In this fascinating autobiography Küng gives a frank and outspoken account of the first four decades of his life. He tells of his youth in Switzerland and his decision to become a priest, of his doubts and struggles as he studied in Rome and Paris, and of his experiences as a professor in Tübingen, where he received a chair at the early age of thirty-one. Most importantly, as one of the last surviving eyewitnesses of Vatican II, Küng gives an authentic account of the conflicts behind the scenes. Here it becomes clear just how major an influence he was, to the point of shaping the Council's agenda and drafting speeches for bishops to deliver in plenary sessions.

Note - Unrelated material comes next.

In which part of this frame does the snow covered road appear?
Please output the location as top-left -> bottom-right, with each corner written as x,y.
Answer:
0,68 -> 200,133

Küng's book offers an acute analysis, compelling in its drama, of meetings with presidents like John F. Kennedy, popes like John XXIII and Paul VI, great theologians like Karl Barth and Karl Rahner, and journeys around the world. With its rich thought and vivid narrative, it paints a moving picture of Küng's personal convictions, including his relentless struggle for a Christianity characterized not by the domination of an official church but by Jesus.
AWARDS and RECOGNITIONS
Catholic Press Association, Second Place, History/Biography (2004)
Paul F. Knitter
"This is history from the inside out — memoirs of a tumultuous time in the history of Christianity from one of the most tumultuous actors in that history. As Hans Küng looks back over his early years in Rome, his contributions to Vatican II, and his struggles for a church in service of the gospel rather than structures, he not only remembers but also reveals. The personalities and the politics, the splendor and the squalor, of hierarchs, theologians, and politicians are laid bare in these pages. Though I lived through most of this history, I continually found myself putting this book down and saying, 'So that's what was going on!' Küng's personal memoirs are political dynamite, and they make for thoroughly engaging reading."
"A delightful account of a life, written in a deeply personal way. Recommended for all libraries."
Catholic Library World
"An interesting and compelling account of the making of Vatican II. . . Tracing the highlights of his theological and spiritual journey, Kung resonates deeply with many progressive Catholics whose hopes for reform in the Church have not been met."